Now the teen can't get away from it at all and girl bullies use tactics that are far more emotionally damaging than two girls pulling hair after school. "Mean Girls" as they've become known in the lexicon of our time, love to send silent threats, where it's what they don't say that can push a teen over the edge causing her to do the unthinkable and end her life. Many don't get the suicide is the only release they know to end the daily suffering. It's sickening that people actually get enjoyment from tearing down another person. Reducing them to the point where they feel so worthless, they are given one of two choices...fight back or give up.
While I was aware of bullying when I wrote, "Forever ME" I never realized how much I didn't know about it until I began to talk to teens who had faced it head on. Girls are 100% in agreement, that the way boys bully and girls are completely different. Boys it's almost always a physical threat, with girls...the attack is psychological. The mean girls don't want to just make the teen they are after afraid, they want to demean her, and make her feel like her self worth is less than zero. To them the thought of her killing herself is viewed as a form of entertainment. And should this teen actual give up and commit suicide, these girls will enjoy a brief moment of victory and then as if it were a breeze on their shoulder...move on to the next victim.
However the one place we don't expect bullies to stalk and taunt us is in our home. More often than not, parents can be worse than strangers, due in large to the fact there is no one there to stop them. They're your parents, you have to listen to them. But before we go further let me say, there's a huge difference to discipline a kid who is out of control and beating down a child simply because you're bigger than they are. Parental bullying often comes in the form of a step-parent. One who wishes you weren't part of the equation and if they have a bitterness towards the absent father or mother then usually the child is the target of their rage. And we wonder what has become of our world. Sibling bullying is another form of terror that often goes unnoticed. The teen who is being attacked often won't say anything because they know eventually they are going to be all alone with the bully and fear the worst. It brought me to the question; "Why don't teens tell someone when they are being attacked?"
1. Fear of reprisal.
2. Telling someone means they are weak and they don't want to be looked on as a snitch.
3. The parent/teacher or adult either thinks it's not serious or thinks they're just trying to get attention.
What's worse is when an adult tries to put it on the teen to deal with it...with insane instructions like: Just ignore them... Stomp on their foot...(really? Stomp on their foot?) Just avoid them.
When the parent should march themselves to the school and demand to see the teacher and principal together.
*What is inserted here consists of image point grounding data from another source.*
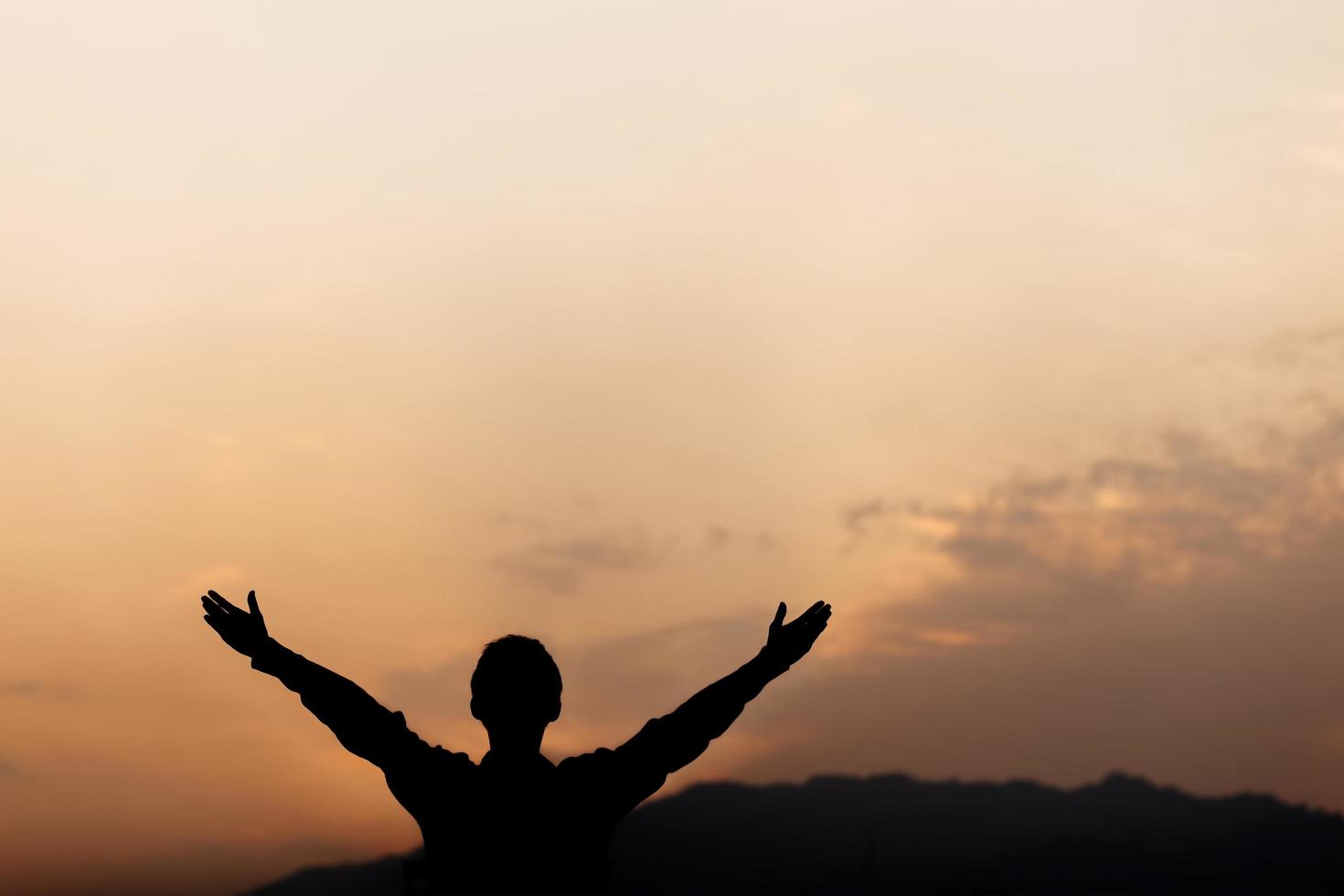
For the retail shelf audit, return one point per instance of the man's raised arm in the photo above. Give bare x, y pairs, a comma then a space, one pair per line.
674, 741
360, 723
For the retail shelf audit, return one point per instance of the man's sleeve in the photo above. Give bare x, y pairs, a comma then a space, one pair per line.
360, 723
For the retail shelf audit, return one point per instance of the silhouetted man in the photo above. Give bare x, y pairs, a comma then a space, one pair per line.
515, 822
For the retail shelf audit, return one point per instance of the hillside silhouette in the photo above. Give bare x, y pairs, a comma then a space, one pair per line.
897, 835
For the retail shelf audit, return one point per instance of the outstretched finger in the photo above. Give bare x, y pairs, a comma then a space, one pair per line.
225, 603
211, 606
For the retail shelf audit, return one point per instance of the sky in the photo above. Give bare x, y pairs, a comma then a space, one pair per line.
1014, 331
Telling is not as simple as it sounds though. Persecuted teens for some reason feel like it's their cross to bear and they should accept it. This is how guns get brought to school...out of fear, how kids snap and go on a rampage...
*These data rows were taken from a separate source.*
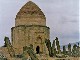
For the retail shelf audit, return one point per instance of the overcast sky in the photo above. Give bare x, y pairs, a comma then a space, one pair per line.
62, 16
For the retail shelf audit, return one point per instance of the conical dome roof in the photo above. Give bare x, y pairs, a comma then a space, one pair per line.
30, 14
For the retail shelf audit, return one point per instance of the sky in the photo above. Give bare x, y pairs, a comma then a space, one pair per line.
62, 16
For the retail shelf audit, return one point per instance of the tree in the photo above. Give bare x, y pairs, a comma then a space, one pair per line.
64, 50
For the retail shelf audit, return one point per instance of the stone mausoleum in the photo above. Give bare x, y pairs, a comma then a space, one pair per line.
30, 30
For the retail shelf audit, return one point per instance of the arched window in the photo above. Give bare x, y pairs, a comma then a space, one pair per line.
37, 50
39, 40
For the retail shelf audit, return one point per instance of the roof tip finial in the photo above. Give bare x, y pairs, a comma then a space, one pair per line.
30, 0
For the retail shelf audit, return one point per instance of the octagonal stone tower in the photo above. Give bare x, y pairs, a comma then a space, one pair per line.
30, 28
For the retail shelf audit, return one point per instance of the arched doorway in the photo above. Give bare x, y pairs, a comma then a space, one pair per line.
37, 49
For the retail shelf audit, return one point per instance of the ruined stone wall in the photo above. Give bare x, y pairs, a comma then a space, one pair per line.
26, 35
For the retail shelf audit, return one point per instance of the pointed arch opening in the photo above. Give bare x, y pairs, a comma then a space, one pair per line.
37, 50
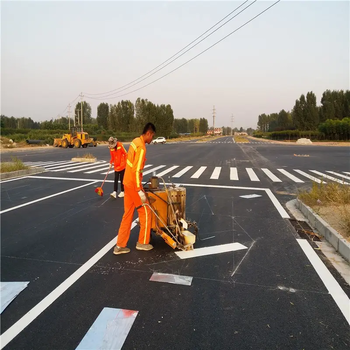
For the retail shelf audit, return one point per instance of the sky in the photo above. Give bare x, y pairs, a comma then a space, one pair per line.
53, 51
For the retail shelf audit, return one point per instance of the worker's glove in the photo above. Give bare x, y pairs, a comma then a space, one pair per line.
142, 196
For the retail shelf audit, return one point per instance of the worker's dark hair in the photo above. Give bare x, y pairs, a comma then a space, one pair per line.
149, 127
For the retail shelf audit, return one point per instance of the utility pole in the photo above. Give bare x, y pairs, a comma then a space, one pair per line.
213, 120
232, 125
81, 111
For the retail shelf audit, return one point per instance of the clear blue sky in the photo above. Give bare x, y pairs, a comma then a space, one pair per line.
51, 51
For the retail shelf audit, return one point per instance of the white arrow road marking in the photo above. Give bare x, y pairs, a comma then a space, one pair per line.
9, 291
216, 249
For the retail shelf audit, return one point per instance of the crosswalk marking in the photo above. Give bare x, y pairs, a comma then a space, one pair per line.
315, 179
272, 176
153, 169
291, 176
216, 173
252, 175
329, 177
167, 171
183, 171
233, 174
337, 174
199, 172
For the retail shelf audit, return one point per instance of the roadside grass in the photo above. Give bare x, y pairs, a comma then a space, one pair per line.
332, 202
240, 138
16, 164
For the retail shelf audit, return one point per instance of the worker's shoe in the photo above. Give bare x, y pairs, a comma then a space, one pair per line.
120, 250
140, 246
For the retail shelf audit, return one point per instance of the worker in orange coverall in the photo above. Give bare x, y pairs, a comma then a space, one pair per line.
118, 158
135, 196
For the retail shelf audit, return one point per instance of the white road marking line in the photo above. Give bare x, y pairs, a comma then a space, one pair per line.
183, 171
153, 169
277, 204
252, 174
233, 174
216, 173
102, 168
272, 176
99, 164
167, 171
216, 249
109, 330
340, 175
32, 314
291, 176
315, 179
199, 172
329, 177
170, 278
44, 198
274, 200
329, 281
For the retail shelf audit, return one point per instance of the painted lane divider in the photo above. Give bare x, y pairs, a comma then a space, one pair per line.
32, 314
216, 249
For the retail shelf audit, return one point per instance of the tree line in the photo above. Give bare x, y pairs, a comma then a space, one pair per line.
307, 116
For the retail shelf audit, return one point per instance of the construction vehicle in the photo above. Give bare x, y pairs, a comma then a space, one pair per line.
168, 207
75, 139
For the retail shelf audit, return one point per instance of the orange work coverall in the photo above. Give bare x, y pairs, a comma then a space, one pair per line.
132, 184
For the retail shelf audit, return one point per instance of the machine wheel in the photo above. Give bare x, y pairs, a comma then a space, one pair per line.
77, 143
64, 143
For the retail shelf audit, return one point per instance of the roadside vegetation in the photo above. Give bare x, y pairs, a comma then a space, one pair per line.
332, 202
14, 165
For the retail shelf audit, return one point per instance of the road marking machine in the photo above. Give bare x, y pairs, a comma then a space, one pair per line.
168, 206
Kids get into fights, but the days of two teens getting into it after school to simply settle their differences is over. Teen fights have now become the new Pay-Per-View event, where everyone with a cell phone is there to record it so it can be played over and over again adding more psychological damage to the bullied teen.
We have to find a way to encourage our teens to TELL SOMEONE if they are getting bullied.
There's no shame in telling. I've said in recent interviews about my book "If someone is bullying you and you're scared... PLEASE TELL SOMEONE! If that person won't listen, TELL SOMEONE ELSE! IF no one in your life listens, TELL ME! I will listen!" And I mean that, because it will not go away on its own.